Every day in St Petersburg I take my life into my own hands. Not that St Petersburg is a particularly dangerous city, in fact in terms of petty crime, it has extremely low rates. It is not the danger presented by other people that causes me to fear for my life every morning, but rather the danger presented by myself. I am not a particularly agile person, despite being fairly close to the ground, I still seem to have an unnerving knack for moving even closer to it. I have tripped over a great many things in my life, from my own feet to a table to thin air. This means that my life is lived perpetually in a semi-dangerous state as I try to avoid giving myself a concussion, which is where the added danger of St Petersburg comes into play.

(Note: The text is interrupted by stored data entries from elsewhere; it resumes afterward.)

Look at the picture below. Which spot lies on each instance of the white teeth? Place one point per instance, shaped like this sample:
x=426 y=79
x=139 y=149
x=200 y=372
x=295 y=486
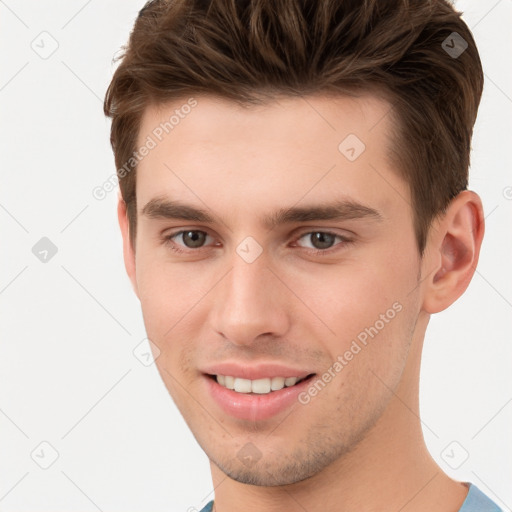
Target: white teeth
x=290 y=381
x=229 y=382
x=243 y=385
x=277 y=383
x=259 y=386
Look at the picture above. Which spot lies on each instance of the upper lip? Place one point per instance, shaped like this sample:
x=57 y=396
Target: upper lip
x=253 y=372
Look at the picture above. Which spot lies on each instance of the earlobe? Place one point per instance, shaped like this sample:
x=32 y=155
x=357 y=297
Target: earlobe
x=128 y=249
x=454 y=251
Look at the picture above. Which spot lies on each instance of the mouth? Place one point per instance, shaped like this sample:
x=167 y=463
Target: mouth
x=255 y=400
x=263 y=386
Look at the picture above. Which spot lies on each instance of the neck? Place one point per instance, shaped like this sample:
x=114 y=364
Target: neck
x=389 y=470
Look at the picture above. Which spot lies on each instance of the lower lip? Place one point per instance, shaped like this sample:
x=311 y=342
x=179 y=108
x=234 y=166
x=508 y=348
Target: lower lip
x=253 y=406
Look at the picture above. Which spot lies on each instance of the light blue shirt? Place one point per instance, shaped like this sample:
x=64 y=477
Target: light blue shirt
x=476 y=501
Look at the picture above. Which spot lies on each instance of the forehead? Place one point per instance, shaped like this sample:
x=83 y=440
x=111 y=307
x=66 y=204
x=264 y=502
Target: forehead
x=278 y=153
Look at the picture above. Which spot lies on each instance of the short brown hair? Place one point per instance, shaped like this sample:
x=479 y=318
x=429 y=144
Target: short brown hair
x=245 y=50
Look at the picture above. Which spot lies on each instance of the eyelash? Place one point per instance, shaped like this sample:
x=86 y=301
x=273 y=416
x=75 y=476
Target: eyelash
x=316 y=252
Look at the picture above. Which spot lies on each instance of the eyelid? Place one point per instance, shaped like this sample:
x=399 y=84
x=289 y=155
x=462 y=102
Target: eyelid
x=183 y=249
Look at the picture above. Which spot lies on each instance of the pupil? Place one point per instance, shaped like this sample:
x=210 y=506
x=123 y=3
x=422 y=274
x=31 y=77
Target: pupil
x=324 y=240
x=196 y=238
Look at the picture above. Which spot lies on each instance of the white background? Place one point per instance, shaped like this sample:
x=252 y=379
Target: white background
x=68 y=375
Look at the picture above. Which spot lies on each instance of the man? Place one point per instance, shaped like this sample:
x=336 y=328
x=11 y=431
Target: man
x=294 y=207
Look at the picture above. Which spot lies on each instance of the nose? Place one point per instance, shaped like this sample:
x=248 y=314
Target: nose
x=250 y=303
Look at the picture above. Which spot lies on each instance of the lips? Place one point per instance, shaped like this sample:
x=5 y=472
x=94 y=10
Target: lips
x=254 y=406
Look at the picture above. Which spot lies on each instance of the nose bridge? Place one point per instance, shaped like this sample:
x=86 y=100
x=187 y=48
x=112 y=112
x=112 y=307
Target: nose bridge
x=248 y=304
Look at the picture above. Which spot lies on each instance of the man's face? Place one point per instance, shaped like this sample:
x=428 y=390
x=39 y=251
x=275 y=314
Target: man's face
x=260 y=301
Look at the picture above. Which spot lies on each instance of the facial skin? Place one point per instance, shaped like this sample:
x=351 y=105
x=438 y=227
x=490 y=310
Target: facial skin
x=208 y=305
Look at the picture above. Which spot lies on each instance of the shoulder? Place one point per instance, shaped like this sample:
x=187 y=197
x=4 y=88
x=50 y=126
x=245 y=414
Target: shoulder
x=477 y=501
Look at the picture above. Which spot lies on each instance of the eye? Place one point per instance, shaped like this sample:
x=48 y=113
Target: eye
x=323 y=241
x=191 y=238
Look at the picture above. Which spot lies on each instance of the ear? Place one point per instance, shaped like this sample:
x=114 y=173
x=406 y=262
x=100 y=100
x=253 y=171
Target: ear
x=452 y=251
x=128 y=249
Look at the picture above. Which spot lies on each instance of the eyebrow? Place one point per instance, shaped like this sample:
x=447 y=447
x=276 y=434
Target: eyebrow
x=162 y=208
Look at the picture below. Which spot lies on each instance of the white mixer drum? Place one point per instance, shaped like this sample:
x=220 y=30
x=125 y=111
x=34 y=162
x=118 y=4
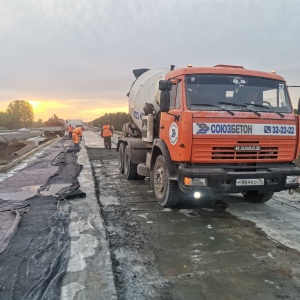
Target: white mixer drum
x=145 y=90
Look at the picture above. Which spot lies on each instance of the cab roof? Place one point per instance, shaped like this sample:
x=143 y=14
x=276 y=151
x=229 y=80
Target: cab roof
x=222 y=69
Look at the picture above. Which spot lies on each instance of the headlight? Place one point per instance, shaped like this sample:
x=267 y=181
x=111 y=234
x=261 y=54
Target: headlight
x=291 y=179
x=195 y=181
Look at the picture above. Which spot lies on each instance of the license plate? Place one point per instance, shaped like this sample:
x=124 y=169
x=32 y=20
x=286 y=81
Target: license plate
x=256 y=181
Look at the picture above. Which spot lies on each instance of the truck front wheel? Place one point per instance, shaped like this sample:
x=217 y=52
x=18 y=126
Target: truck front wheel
x=255 y=197
x=166 y=191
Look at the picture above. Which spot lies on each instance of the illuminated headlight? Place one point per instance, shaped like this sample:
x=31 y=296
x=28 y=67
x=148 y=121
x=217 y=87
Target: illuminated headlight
x=291 y=179
x=195 y=181
x=197 y=195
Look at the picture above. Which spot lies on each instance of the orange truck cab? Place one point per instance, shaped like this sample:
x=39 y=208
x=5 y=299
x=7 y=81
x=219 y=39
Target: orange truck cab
x=216 y=129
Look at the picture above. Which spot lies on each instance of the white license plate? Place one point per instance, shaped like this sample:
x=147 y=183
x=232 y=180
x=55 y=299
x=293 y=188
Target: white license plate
x=256 y=181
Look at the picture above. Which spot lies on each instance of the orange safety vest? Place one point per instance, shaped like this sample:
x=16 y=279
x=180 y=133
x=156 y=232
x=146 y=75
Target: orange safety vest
x=78 y=131
x=106 y=131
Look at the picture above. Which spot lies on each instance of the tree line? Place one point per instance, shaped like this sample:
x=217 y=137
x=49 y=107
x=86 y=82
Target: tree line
x=18 y=114
x=115 y=119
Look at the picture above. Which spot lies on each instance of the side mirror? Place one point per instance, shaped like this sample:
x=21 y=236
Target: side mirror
x=164 y=101
x=165 y=85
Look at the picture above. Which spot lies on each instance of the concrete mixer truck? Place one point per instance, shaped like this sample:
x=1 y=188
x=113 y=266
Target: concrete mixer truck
x=198 y=130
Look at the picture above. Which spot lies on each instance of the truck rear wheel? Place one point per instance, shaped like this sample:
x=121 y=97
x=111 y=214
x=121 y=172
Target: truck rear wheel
x=129 y=167
x=255 y=197
x=121 y=157
x=166 y=191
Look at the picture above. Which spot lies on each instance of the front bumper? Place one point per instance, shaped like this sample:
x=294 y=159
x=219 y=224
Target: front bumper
x=223 y=178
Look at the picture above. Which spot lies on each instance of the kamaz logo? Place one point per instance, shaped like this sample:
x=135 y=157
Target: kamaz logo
x=247 y=148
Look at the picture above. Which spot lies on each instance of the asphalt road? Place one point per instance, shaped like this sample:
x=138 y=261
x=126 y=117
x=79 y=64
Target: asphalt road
x=214 y=248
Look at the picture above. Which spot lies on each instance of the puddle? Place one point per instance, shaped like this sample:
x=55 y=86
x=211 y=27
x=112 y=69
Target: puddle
x=109 y=200
x=17 y=196
x=53 y=189
x=188 y=212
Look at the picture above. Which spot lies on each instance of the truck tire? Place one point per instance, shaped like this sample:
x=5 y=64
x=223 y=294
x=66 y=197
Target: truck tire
x=255 y=197
x=129 y=167
x=166 y=191
x=121 y=153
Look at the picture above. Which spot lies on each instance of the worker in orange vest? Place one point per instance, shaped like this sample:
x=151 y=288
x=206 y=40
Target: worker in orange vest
x=70 y=130
x=77 y=134
x=107 y=133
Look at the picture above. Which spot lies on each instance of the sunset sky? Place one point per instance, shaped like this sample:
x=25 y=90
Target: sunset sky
x=74 y=58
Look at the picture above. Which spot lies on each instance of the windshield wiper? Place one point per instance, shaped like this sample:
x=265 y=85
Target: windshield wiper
x=259 y=105
x=240 y=105
x=207 y=104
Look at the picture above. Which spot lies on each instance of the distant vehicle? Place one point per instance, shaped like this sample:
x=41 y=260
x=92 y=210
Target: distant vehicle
x=24 y=130
x=74 y=122
x=54 y=126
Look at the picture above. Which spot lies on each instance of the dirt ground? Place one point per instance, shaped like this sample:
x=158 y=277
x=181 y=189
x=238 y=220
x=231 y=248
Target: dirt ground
x=196 y=250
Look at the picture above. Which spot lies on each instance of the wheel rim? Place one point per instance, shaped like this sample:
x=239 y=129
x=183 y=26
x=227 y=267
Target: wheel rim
x=159 y=181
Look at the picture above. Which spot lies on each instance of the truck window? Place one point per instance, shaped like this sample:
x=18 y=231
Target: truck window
x=212 y=89
x=175 y=95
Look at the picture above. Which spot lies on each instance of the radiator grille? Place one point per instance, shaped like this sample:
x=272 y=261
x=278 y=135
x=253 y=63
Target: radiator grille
x=221 y=153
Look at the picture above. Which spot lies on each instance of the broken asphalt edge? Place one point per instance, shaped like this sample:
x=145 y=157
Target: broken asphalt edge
x=18 y=160
x=89 y=273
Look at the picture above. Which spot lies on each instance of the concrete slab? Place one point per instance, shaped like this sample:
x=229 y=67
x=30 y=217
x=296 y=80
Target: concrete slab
x=89 y=274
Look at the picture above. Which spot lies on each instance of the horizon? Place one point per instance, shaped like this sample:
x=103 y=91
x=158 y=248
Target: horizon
x=84 y=68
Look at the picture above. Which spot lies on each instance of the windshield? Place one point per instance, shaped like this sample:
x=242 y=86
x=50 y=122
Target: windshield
x=236 y=93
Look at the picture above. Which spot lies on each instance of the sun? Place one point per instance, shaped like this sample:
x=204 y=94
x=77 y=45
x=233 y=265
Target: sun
x=35 y=105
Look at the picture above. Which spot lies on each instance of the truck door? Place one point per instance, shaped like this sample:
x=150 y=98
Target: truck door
x=173 y=127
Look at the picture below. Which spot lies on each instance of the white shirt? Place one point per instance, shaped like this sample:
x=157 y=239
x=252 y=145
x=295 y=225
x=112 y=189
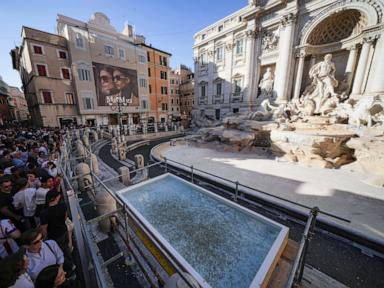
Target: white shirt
x=26 y=199
x=7 y=228
x=40 y=195
x=46 y=257
x=24 y=281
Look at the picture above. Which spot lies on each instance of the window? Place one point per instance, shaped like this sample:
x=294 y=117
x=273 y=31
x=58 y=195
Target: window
x=239 y=47
x=69 y=98
x=62 y=54
x=121 y=53
x=203 y=88
x=141 y=58
x=88 y=103
x=237 y=86
x=163 y=60
x=217 y=114
x=84 y=74
x=219 y=53
x=218 y=88
x=163 y=75
x=143 y=82
x=42 y=69
x=109 y=51
x=47 y=97
x=79 y=41
x=38 y=49
x=164 y=90
x=65 y=73
x=203 y=58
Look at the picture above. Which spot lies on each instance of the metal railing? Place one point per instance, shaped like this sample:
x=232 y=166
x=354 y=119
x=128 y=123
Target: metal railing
x=93 y=267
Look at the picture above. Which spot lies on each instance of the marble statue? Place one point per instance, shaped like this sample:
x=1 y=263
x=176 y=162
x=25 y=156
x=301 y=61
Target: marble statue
x=270 y=41
x=323 y=83
x=266 y=84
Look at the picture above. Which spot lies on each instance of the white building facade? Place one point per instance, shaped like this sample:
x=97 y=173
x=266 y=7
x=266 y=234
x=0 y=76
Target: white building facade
x=101 y=55
x=284 y=39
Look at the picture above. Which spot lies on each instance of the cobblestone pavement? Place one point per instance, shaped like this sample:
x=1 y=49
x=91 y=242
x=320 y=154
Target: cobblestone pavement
x=333 y=255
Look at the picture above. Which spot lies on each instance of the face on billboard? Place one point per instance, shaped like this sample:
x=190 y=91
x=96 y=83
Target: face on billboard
x=115 y=84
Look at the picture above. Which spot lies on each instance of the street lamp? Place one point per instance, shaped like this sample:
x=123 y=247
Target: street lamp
x=118 y=103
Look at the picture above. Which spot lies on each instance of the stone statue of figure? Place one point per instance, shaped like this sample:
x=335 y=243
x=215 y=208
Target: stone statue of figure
x=266 y=84
x=324 y=81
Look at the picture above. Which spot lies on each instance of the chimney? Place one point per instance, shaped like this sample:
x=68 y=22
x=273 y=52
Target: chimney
x=128 y=30
x=139 y=39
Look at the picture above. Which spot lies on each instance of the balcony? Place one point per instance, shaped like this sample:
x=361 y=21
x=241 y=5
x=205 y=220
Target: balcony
x=237 y=97
x=218 y=99
x=203 y=100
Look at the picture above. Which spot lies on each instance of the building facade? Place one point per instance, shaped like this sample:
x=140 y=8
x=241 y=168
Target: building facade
x=5 y=114
x=174 y=85
x=110 y=71
x=20 y=107
x=45 y=70
x=187 y=94
x=277 y=42
x=158 y=72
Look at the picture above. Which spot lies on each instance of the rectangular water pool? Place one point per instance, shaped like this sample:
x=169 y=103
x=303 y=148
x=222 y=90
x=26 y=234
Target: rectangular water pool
x=220 y=243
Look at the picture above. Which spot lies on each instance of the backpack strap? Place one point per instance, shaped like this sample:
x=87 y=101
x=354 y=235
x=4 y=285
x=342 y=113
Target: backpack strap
x=50 y=248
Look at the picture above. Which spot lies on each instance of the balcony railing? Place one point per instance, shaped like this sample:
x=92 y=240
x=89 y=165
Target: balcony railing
x=218 y=99
x=237 y=97
x=203 y=100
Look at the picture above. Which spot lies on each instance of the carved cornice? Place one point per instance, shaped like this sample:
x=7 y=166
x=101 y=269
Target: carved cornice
x=253 y=33
x=288 y=19
x=338 y=6
x=300 y=54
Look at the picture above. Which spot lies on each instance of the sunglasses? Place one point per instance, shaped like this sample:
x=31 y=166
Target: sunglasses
x=37 y=241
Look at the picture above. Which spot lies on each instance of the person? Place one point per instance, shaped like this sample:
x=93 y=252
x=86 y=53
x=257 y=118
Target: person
x=324 y=81
x=107 y=84
x=53 y=225
x=6 y=208
x=40 y=253
x=47 y=183
x=13 y=271
x=25 y=199
x=51 y=277
x=266 y=84
x=8 y=234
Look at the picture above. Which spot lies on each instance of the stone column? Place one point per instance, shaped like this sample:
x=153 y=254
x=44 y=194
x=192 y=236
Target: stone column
x=377 y=77
x=285 y=55
x=351 y=60
x=362 y=66
x=299 y=74
x=250 y=63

As wonderful and beautiful as the snow-laden streets and buildings of St Petersburg are, they are not exactly conducive to my attempts to remain on my two feet. I have a lot of sympathy for those in charge of clearing the streets and pavements, and for the most part, I am highly impressed by the job that they do. I mean consider how much snow we get in England, a few inches at most, and the whole country closes down. In Russia a few inches will fall in one day and keep falling for the next three months, thus it becomes a fairly impossible job to try and keep the streets clear. But the good people that attempt the job do it admirably. That said, the streets, unsurprisingly, do not remain clear and most seem to have a very convenient layer of sheet ice on them which makes walking anyway a very exciting task. In fact, I think I spend more of my time waving my arms and trying to maintain balance than I do actually walking anywhere. I have grabbed more strangers than I care to divulge, in an attempt to remain on two feet and more often than not I still end up almost on the ground.
I am not the only one that struggles with the heavily iced ground, I have seen other comrades in arms fall to the floor in their attempts to manoeuvre along the icy terrain. There is also an added level of danger as there are literally thousands of icicles that hang precariously from the rooves and drainpipes high above constantly threatening to drop down and injure you from above. In fact, this threat is so bad that in 2010 there was massive upset regarding the governments poor handling of the icicles, as the year before 185 people at the very least had been killed or seriously injured by the falling daggers. One particularly entertaining accountant claimed that ‘Elderly people who survived the siege of Leningrad [say] that even during the war, authorities did a better job at removing the snow and ice’. Despite citywide anger at the danger, the situation sadly has not improved much. The rather dangerous job of clambering on slippery rooves with a pickaxe is one that requires some training and there are very few people who have enough of this training to be given the official job. Therefore, the shortages in government manpower have been subsidised by untrained people who take it upon themselves to keep their own rooves clear, sometimes with disastrous results, both for themselves and the people walking below. Having seen my fair share of government-trained officials flinging blocks of ice roughly the size of my torso off five storey high buildings with only a small piece of tape to suggest to the general passer-by not to walk beneath, imagine how the untrained worker might handle the same situation.
So having covered threats from both above and below let’s move on to some of the other threats, cars. Despite the fact that the roads are cleared regularly they remain ostensibly icy. But that does little to slow down the drivers of St Petersburg. Mere days ago I was crossing the bridge to university when a car came careening around the corner, did two full spins at about 30 mph and then crashed into the pavement directly in front of where I was standing. I have to say it was a hell of an adrenaline rush to start my day with and having been assured that the driver of the now crumpled car was unhurt, I hurriedly left. As unnerving as the crash was, on the plus side, I now know how all cartoon characters feel as pianos fall on them and they stand seemingly rooted to the spot. This is not the only time that I have seen cars go worryingly fast on roads that remain slick with ice. Even the snow clearing lorries travel down the roads at very high speeds, though I suppose they feel they have a lot of work on their shoulders that needs doing for which speed is of the essence.
Thus, my life remains in a semi-constant state of peril in St Petersburg, mainly due to my inability to remain upright on slippery terrain. Added to which is the occasional threat of out of control cars, falling icicles and falling blocks of snow that keep my days interesting. But at least the city still looks glorious shrouded in its dangerous but beautiful blanket of white.